High-speed quantum cascade detector characterized with a mid-infrared femtosecond oscillator

Quantum cascade detectors (QCD) are photovoltaic mid-infrared detectors based on intersubband transitions. Owing to the sub-picosecond carrier transport between subbands and the absence of a bias voltage, QCDs are ideally suited for high-speed and room temperature operation. Here, we demonstrate the design, fabrication, and characterization of 4.3 mu m wavelength QCDs optimized for large electrical bandwidth. The detector signal is extracted via a tapered coplanar waveguide (CPW), which was impedance-matched to 50O. Using femtosecond pulses generated by a mid-infrared optical parametric oscillator (OPO), we show that the impulse response of the fully packaged QCDs has a full-width at half-maximum of only 13.4 ps corresponding to a 3-dB bandwidth of more than 20 GHz.
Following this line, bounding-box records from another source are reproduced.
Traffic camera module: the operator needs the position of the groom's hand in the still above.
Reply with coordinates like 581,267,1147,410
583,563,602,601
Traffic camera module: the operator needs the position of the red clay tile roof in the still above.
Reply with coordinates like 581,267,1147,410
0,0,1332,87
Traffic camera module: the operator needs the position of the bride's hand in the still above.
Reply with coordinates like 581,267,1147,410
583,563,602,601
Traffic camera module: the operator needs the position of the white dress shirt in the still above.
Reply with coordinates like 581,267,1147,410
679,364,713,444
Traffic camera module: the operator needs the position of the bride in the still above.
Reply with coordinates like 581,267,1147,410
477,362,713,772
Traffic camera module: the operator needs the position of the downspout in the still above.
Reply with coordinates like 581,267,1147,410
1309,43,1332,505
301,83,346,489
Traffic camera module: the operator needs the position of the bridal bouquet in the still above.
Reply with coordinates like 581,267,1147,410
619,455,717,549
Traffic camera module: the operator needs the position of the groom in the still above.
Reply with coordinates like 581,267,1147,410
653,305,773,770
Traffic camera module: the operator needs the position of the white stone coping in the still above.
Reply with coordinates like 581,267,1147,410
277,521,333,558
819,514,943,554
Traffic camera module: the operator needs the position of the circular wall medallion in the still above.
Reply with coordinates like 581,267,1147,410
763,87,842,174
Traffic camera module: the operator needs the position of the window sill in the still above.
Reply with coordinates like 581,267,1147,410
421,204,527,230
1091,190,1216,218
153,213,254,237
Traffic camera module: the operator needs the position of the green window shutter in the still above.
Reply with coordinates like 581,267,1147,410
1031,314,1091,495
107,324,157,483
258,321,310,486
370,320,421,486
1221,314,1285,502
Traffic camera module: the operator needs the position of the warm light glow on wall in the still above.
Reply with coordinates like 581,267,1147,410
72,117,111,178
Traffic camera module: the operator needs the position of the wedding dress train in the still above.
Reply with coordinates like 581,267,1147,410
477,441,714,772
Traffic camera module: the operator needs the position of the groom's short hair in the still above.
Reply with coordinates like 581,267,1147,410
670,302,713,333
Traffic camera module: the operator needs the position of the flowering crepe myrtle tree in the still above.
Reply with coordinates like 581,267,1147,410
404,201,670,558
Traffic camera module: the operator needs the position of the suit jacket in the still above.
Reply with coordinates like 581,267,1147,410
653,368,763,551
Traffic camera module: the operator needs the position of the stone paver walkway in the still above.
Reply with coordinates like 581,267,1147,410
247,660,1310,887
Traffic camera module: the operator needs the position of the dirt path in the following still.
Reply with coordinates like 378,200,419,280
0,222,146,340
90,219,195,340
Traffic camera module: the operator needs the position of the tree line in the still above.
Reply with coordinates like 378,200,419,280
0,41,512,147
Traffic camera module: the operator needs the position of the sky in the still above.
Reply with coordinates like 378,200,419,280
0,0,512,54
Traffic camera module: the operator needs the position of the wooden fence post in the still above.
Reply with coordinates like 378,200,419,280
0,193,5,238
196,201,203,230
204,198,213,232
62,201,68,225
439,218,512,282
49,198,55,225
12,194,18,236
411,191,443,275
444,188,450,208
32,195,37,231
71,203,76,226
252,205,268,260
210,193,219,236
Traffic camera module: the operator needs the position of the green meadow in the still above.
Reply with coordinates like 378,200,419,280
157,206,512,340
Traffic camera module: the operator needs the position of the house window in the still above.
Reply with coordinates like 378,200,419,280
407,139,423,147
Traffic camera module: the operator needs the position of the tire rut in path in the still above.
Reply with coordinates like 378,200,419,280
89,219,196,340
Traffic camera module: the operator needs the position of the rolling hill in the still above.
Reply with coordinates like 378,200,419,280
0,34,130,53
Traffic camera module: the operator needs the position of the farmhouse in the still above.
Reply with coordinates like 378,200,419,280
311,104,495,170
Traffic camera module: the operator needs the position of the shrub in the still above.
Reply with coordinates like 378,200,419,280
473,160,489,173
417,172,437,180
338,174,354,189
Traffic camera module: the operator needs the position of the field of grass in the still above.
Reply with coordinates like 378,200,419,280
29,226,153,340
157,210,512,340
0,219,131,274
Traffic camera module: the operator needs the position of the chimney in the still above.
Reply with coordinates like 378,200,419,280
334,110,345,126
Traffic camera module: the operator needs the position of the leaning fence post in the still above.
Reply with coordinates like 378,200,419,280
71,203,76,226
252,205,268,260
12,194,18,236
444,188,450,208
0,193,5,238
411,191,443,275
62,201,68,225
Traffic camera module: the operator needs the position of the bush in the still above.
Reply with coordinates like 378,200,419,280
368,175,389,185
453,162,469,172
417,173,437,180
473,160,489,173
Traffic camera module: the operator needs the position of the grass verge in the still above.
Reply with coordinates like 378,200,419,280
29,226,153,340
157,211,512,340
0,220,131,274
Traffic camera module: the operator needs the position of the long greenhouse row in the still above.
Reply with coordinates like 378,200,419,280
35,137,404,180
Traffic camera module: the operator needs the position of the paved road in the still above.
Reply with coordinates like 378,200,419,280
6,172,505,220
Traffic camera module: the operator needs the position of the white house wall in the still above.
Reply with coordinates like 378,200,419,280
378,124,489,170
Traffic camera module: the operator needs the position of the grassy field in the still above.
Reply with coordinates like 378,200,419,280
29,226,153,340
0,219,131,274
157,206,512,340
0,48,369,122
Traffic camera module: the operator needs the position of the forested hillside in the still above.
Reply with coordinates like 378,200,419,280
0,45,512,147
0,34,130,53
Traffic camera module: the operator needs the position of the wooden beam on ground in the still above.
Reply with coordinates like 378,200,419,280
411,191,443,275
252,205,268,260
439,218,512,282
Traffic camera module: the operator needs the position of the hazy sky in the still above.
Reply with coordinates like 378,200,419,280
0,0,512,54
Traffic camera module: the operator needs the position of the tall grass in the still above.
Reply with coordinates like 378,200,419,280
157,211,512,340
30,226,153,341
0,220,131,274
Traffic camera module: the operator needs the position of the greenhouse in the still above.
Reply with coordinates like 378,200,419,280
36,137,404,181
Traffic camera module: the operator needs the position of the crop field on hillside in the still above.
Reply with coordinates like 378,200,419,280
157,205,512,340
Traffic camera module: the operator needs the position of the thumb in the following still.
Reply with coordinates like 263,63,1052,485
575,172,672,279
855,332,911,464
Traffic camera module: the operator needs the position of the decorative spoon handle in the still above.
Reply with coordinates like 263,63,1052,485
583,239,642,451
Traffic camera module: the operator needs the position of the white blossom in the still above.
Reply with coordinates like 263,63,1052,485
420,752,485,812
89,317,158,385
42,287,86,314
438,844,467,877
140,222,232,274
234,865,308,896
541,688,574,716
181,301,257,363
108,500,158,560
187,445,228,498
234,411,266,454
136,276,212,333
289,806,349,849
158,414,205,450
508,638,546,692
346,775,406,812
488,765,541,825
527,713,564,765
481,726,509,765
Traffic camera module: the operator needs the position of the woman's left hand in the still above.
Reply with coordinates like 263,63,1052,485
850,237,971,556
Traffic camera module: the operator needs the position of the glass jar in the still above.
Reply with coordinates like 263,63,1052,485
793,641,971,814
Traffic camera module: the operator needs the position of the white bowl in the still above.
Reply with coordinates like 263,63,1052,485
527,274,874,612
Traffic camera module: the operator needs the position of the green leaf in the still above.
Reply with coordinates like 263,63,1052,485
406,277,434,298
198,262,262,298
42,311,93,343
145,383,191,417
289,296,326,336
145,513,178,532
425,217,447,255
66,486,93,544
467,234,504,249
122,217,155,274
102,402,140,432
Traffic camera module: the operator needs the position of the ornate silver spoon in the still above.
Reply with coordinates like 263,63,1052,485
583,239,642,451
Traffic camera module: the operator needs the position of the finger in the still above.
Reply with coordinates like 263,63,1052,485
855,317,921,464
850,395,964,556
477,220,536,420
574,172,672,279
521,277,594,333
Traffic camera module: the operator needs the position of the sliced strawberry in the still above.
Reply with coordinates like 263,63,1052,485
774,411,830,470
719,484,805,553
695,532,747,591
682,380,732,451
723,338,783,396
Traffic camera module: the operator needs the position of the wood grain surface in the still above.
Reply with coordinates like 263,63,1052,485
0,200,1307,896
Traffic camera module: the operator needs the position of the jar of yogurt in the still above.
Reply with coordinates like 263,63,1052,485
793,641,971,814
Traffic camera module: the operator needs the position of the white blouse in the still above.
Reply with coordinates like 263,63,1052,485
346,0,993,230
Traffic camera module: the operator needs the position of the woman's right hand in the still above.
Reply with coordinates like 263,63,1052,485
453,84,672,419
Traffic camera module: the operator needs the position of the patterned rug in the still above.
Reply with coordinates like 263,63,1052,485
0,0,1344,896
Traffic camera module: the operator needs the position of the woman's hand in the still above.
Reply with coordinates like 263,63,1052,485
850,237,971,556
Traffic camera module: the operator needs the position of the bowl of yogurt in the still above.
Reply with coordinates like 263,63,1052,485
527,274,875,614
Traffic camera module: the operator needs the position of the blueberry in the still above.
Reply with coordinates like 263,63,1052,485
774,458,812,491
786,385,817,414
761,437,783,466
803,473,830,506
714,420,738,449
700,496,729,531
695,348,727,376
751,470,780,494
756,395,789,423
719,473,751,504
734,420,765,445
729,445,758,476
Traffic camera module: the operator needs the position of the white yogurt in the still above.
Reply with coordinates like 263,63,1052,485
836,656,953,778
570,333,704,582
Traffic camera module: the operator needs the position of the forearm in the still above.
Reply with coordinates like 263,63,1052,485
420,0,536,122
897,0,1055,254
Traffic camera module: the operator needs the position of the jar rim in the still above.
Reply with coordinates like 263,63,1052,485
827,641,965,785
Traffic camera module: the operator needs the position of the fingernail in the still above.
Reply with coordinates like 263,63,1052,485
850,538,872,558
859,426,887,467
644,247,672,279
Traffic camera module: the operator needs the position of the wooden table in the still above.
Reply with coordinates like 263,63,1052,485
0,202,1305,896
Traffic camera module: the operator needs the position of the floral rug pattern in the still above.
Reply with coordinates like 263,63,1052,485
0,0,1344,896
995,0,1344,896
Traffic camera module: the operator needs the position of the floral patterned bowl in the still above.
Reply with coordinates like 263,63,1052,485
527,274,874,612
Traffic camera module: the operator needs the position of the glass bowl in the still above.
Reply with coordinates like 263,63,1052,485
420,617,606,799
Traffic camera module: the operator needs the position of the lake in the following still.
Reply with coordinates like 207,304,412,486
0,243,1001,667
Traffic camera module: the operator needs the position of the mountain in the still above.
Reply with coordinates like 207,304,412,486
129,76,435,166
Considerable detection capability beyond the 3-dB bandwidth is reported up to at least 50 GHz, which allows us to measure more than 600 harmonics of the OPO repetition frequency reaching 38 dB signal-to-noise ratio without the need of electronic amplification. Published by The Optical Society under the terms of the Creative Commons Attribution 4.0 License.

Automated summary

Quantum cascade detectors (QCDs) based on intersubband transitions are demonstrated to have a large electrical bandwidth optimized for 4.3 μm wavelength. The impulse response of fully packaged QCDs shows a full-width at half-maximum of only 13.4 ps, corresponding to a 3-dB bandwidth of over 20 GHz, with detection capability reported up to at least 50 GHz without the need for electronic amplification.